The number of people without a job rose by 244,000 on this measure to above 2.2 million — the biggest rise since the downturn of 1981 and reinforcing fears the jobless toll could hit 3 million by next year.
And a drop in bankers’ bonuses this year meant earnings in the three months to March fell for the first time on record.
“The labour market definitely has further to weaken, and further job losses over the course of this year could well give another leg down to spending in the UK, damaging the prospects for a sustained recovery,” said Colin Ellis, economist at Daiwa Securities.
The economy shrank by 1.9 percent in the first three months of this year, the steepest fall in 30 years.
Facing an election by mid-2010, Labour is forecasting a return to growth by the end of this year as massive monetary and fiscal stimulus measures kick in, but most analysts reckon this is way too optimistic.
Labour is trailing the Conservatives in polls.
The Bank of England, which has slashed interest rates to a record low of 0.5 percent and last week boosted its programme of government and corporate bond purchases to pump money through the economy, is likely to revise down its growth forecasts in its quarterly Inflation Report on Wednesday.
But Tuesday’s jobs data also provided a glimmer of hope the pace of job-shedding may be letting up as the number of people claiming unemployment benefit rose by a smaller-than-expected 57,100 last month.
Official figures on manufacturing and industrial output, meanwhile, suggested the pace of decline in these sectors eased in March.
Manufacturing, which accounts for just over 14 percent of British economic output, fell by a much smaller than expected 0.1 percent in March, against analysts’ forecasts for a 0.8 percent decline, the slowest rate since February last year.
Industrial production, which makes up 18 percent of GDP, showed a similar pattern. Output fell 0.6 percent in March, less than the 0.8 percent forecast, and February’s decline was scaled back to 0.7 percent from 1.0 percent.
“All in all, fairly positive data for the UK economy this morning,” said Philip Shaw, chief economist with Investec.
“The industrial production figures are significantly better than expected and the February fall was revised sharply upwards.
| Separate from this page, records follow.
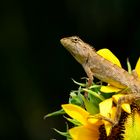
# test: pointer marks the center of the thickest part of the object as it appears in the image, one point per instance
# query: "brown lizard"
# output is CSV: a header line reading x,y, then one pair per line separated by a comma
x,y
99,67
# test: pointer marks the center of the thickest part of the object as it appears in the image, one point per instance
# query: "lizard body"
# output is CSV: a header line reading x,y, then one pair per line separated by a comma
x,y
99,67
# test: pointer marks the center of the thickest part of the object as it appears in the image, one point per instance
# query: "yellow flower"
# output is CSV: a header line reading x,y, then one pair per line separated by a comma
x,y
106,107
107,54
89,128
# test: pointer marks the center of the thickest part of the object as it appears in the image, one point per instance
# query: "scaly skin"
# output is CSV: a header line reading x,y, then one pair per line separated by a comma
x,y
97,66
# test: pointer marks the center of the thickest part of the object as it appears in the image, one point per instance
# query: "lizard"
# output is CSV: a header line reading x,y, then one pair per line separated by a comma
x,y
97,66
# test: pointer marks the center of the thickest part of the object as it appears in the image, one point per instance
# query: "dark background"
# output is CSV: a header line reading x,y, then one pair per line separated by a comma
x,y
36,71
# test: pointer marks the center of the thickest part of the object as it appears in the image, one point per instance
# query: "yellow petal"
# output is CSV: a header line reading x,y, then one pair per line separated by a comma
x,y
105,107
107,54
83,133
137,68
132,126
126,107
108,126
76,112
94,120
109,89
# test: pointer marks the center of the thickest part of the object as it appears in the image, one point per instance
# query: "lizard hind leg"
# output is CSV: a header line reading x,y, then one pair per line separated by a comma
x,y
124,99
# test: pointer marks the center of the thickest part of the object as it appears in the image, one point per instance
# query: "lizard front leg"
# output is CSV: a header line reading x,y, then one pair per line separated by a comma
x,y
90,76
124,99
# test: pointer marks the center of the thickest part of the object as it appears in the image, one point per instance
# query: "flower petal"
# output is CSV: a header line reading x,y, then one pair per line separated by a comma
x,y
126,107
109,89
76,112
83,133
105,107
107,54
137,68
132,126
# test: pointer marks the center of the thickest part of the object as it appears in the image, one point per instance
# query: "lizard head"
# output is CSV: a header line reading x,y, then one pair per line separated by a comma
x,y
78,48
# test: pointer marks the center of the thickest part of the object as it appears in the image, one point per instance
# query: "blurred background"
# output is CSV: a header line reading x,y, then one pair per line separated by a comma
x,y
36,71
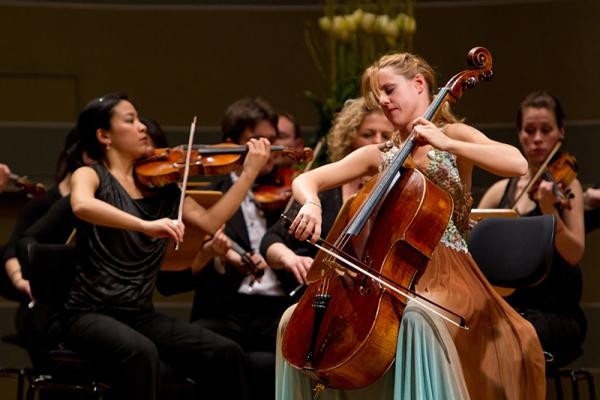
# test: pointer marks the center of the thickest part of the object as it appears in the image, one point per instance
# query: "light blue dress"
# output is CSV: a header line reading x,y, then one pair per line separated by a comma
x,y
499,357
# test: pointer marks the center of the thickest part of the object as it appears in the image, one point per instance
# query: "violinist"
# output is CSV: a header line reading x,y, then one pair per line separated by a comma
x,y
288,134
227,300
499,356
36,325
4,176
553,305
122,234
354,126
591,199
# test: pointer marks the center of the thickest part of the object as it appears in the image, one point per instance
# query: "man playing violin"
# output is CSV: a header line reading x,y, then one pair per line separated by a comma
x,y
553,306
227,300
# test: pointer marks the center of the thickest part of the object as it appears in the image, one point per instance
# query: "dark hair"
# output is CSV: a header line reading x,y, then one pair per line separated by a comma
x,y
155,133
245,114
96,115
290,117
71,156
541,99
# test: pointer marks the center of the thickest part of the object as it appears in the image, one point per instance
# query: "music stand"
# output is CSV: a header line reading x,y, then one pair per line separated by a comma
x,y
478,214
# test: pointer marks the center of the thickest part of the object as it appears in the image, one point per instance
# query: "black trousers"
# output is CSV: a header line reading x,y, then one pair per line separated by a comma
x,y
561,333
131,344
252,322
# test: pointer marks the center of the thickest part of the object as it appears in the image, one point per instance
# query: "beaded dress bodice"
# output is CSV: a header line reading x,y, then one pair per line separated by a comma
x,y
442,169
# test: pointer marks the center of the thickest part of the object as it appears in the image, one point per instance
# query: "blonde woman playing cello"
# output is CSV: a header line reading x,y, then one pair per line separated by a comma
x,y
499,357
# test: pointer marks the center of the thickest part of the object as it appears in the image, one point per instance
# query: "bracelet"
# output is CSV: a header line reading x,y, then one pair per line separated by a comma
x,y
313,203
13,273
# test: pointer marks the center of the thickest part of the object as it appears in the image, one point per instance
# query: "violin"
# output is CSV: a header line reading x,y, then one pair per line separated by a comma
x,y
561,172
167,165
342,332
560,168
25,185
278,194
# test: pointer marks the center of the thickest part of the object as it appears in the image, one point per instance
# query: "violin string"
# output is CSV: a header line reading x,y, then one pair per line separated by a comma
x,y
408,294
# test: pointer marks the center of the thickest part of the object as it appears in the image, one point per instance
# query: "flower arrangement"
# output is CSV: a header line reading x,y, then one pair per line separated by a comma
x,y
343,45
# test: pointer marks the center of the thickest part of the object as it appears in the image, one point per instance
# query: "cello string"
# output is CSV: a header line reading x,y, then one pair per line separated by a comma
x,y
408,295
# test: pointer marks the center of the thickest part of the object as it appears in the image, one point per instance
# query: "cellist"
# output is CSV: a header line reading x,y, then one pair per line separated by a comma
x,y
499,357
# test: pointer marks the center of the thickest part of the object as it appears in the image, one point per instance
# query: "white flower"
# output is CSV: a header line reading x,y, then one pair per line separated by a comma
x,y
368,22
411,25
381,22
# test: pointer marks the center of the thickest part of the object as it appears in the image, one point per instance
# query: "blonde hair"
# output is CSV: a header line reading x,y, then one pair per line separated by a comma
x,y
407,65
341,136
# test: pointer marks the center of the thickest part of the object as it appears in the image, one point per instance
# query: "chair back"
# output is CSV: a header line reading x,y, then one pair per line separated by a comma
x,y
50,269
514,252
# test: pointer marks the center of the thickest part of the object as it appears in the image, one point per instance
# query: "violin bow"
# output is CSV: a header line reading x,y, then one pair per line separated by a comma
x,y
186,172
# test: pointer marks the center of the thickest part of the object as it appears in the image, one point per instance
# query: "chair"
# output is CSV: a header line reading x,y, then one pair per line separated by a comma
x,y
50,269
517,253
514,252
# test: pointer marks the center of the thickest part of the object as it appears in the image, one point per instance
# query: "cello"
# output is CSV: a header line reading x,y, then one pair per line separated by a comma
x,y
342,332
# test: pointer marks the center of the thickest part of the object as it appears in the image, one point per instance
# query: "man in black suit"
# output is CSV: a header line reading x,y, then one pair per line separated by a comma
x,y
227,300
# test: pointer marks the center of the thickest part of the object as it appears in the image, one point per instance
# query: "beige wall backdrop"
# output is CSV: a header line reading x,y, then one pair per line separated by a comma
x,y
177,62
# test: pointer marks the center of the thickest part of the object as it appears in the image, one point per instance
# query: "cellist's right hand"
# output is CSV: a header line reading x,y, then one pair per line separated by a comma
x,y
259,151
307,223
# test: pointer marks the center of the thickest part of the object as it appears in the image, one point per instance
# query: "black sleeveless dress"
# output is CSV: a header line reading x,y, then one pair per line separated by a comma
x,y
552,306
117,269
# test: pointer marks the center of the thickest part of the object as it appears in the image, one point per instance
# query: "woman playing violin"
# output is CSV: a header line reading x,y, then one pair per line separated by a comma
x,y
553,306
499,356
121,239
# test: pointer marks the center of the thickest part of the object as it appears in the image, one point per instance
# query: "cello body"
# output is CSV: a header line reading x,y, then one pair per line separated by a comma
x,y
353,342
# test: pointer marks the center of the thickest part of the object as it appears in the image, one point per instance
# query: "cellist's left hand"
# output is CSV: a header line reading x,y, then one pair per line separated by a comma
x,y
307,223
426,132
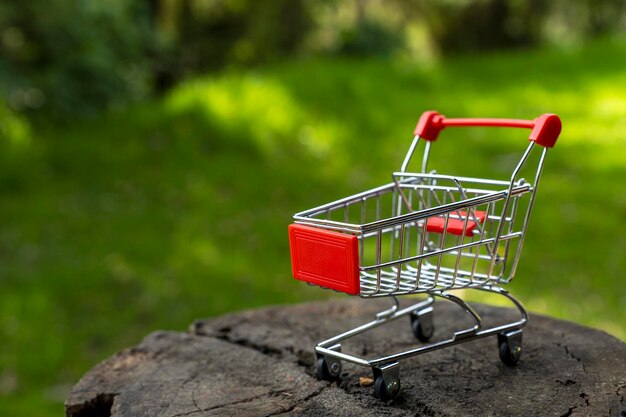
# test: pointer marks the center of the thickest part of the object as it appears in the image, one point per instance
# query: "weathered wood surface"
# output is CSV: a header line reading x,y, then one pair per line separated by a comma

It appears that the industrial side of the economy wasn’t as weak through the first quarter.”
Retail sales rose 4.6 percent on the year in April, their strongest increase in 3 years, according to the British Retail Consortium, although it warned the figures were flattered by the timing of the Easter break and warm weather.
A survey by the Royal Institution of Chartered Surveyors showed house prices fell at their slowest rate in 15 months in April.
Britain’s trade balance, meanwhile, shrank to its narrowest in two years in March to 6.589 billion pounds, from February’s downwardly revised 6.834 billion pounds.
But the improving balance reflects an overall slump in trade volumes, rather than the export growth which the government and Bank of England hope will drive Britain’s recovery from its sharpest recession in 60 years.
First quarter goods exports are 16 percent lower than last year, and imports are 17 percent down.
“A decent contribution to overall GDP growth from net trade looks unlikely this year, or perhaps even next year,” said economist Vicky Redwood at Capital Economics — though she said there was stronger medium-term potential for exports.
Sterling has fallen by a quarter against major currencies over the past year, though the ONS said it was not possible to tell if this was the reason for the smaller deficit.